Damit CBD seine Wirkung voll und ganz entfalten kann, muss es korrekt dosiert werden. Dabei ist immer zu beachten, dass der Wirkstoff auf jeden Menschen anders wirken- bzw. auch die Dosierung nicht pauschal bestimmt werden kann. Es gibt daher keine Studien, die sich explizit mit der Dosierung von CBD beschäftigen. Man kann sich dabei jedoch an allgemeinen Richtwerten und eigenen Erfahrungen orientieren, denn viel falsch machen kann man nicht. Das Risiko einer Überdosierung besteht so gut wie nicht, schwerwiegende Folgen einer zu hohen Dosierung sind nicht möglich.

Hat man selbst noch keine Erfahrungen mit CBD gemacht oder weiß man nicht, welche Dosierung für das eigene Krankheitsbild am sinnvollsten wäre, kann man sich im Hanfgarten-Shop über die verschiedenen Möglichkeiten informieren lassen. Bei einer bestehenden Medikamentenbehandlung, ist es ratsam im Vorhinein mit einem Arzt über mögliche Wechselwirkungen zu sprechen.

Schnelle Wirkung, auch unterwegs

In der Regel wünschen sich Angstpatienten schnelle Hilfe, wenn es zu einer Panikattacke kommt. CBD in Form von Öl oder Kapseln eignen sich aufgrund ihrer sofortigen Wirkung ideal zur Notfallbehandlung, sollte es unterwegs zu einer Panikattacke kommen. Die lähmende Panikattacke wird vom Cannabidiol sofort eingedämmt und kann gestoppt werden, ehe sie ihren Höhepunkt erreicht hat.

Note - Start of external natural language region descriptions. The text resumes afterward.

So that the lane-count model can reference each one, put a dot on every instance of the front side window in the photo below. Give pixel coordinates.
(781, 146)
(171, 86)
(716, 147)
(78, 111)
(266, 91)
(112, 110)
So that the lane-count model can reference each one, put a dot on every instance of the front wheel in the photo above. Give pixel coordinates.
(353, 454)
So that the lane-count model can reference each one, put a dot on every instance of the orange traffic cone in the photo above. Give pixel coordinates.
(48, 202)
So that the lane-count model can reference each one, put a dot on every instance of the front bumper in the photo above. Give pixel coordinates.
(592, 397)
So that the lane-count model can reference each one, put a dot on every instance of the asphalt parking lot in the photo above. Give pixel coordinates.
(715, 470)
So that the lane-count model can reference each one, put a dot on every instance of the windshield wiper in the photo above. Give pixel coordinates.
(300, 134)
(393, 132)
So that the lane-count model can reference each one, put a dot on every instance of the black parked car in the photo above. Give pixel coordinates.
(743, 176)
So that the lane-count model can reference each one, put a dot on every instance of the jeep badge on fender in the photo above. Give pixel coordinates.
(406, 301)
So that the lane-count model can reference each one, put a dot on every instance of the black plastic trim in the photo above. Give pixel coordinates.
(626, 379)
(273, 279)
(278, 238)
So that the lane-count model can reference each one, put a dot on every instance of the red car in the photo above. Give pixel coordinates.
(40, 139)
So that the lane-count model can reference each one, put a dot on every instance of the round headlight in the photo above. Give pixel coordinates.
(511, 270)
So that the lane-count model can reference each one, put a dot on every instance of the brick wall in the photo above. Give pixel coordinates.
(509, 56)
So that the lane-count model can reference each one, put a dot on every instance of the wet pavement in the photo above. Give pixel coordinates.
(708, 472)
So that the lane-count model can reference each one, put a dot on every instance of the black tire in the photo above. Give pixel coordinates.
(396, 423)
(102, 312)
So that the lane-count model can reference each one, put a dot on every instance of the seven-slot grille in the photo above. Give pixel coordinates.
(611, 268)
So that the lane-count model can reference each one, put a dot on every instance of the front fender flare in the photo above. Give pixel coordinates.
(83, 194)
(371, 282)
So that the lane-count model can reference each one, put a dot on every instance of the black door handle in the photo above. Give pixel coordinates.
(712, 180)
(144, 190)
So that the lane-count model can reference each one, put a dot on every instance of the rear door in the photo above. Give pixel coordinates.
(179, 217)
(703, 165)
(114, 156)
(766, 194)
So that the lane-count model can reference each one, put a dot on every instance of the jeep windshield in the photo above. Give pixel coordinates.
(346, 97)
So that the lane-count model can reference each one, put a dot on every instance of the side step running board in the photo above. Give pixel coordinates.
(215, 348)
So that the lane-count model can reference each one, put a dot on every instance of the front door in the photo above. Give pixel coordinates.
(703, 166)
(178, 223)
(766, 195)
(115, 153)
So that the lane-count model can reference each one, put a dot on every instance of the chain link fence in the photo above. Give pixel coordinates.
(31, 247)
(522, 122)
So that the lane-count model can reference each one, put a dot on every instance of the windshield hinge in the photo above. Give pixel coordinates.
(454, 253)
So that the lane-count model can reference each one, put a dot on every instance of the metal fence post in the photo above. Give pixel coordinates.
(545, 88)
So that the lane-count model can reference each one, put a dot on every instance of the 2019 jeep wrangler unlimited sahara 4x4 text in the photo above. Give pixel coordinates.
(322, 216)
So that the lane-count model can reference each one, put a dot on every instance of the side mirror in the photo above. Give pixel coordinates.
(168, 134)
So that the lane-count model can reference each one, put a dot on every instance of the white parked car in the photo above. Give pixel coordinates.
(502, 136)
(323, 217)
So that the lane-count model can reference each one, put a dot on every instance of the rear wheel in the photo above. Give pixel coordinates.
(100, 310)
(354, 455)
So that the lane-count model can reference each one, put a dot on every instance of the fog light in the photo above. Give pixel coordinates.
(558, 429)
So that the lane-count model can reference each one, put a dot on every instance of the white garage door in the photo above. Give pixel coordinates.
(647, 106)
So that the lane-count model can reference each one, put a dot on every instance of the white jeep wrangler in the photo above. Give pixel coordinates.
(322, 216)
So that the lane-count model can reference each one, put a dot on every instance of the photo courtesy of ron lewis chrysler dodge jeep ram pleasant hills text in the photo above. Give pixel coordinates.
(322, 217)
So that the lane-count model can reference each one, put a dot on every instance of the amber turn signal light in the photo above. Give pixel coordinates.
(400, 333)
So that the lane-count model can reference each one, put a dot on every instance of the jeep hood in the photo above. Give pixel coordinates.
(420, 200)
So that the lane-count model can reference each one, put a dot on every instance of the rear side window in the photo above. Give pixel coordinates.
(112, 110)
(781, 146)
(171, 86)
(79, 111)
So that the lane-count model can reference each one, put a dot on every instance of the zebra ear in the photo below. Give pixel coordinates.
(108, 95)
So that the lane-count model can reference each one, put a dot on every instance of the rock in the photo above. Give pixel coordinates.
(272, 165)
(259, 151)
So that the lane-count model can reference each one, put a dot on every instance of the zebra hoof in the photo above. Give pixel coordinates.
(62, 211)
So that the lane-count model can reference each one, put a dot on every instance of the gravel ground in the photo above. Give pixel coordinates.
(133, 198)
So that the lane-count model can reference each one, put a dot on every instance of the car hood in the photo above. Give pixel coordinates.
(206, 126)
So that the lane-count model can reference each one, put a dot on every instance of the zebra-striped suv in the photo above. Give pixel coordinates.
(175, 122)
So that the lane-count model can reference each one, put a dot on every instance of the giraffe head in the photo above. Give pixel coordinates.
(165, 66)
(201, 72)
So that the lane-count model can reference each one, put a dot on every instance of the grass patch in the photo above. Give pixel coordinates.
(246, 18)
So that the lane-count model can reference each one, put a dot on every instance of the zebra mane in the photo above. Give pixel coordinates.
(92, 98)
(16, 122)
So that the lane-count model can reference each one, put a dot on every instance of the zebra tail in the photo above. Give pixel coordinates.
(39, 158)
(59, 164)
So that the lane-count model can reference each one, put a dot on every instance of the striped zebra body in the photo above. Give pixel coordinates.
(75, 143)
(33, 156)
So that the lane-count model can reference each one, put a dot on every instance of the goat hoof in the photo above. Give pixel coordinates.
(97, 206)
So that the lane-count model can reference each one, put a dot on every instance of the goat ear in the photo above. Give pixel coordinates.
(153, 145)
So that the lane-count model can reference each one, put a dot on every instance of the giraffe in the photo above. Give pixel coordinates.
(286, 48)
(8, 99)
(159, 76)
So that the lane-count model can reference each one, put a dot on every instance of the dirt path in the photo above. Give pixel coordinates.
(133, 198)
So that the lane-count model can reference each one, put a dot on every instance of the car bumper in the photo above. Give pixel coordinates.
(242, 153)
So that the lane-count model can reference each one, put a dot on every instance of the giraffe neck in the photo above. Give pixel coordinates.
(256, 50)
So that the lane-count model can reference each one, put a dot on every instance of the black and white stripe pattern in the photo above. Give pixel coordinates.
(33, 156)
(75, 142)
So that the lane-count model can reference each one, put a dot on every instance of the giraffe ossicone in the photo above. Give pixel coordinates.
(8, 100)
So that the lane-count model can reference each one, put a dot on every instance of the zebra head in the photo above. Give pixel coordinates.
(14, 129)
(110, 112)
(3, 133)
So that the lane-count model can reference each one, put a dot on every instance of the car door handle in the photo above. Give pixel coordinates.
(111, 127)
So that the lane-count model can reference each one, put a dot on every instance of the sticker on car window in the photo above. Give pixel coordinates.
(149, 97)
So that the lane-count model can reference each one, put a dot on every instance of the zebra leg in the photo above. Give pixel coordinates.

Leidet man also unter Angststörungen, ist es ratsam, sein CBD in Tropfen- oder Kapselform immer bei sich zu haben, um sofort auf die Angst reagieren zu können.

Weitere Tipps für den Notfall

Merkt man, dass eine Panikattacke auf einen zukommt, gibt es einige Basics, auf die man zurückgreifen kann, um diese abzuschwächen.

1. Durch den Bauch atmen

Besonders bei wachsender Angst ist es wichtig, auf die eigene Atmung zu achten. Atmet man zu flach oder setzt man aus, kann eine Panikattacke erst entstehen. Langsames, tiefes Atmen kann helfen, sich etwas zu beruhigen.

2. Gedanken umlenken

Einfach, aber wirksam! Ist eine Attacke im Anmarsch, sollte man sich auf etwas anderes konzentrieren und die Gedanken gezielt umlenken. Man sollte versuchen die körperlichen Anzeichen nicht weiter zu beachten und sich stattdessen auf etwas anderes zu konzentrieren.

3. Die Angst durchgehen- oder loslassen

Auch wenn man seine Gedanken umlenken und nicht auf die Panik versteifen sollte, ist es nicht gut, eine Panikattacke zu verdrängen. Je mehr man sich gegen die Panik wehrt, desto stärker kann diese auch zurückkommen. Die Angst sollte deswegen zugelassen, aber nicht als Gegner betrachtet werden. Wird jemandem bewusst, dass im Grunde nichts passiert, kommt die Attacke beim nächsten mal eventuell schon schwächer.

4. Die Muskeln entspannen

Panikattacken werden von Anspannungen begünstigt und verstärkt. Hat man eine Panikattacke, sollte man sich auf jeden einzelnen Körperteil konzentrieren und diesen entspannen. Insbesondere die Muskeln im Gesicht, in den Schultern oder im Po werden in Angstsituationen angespannt.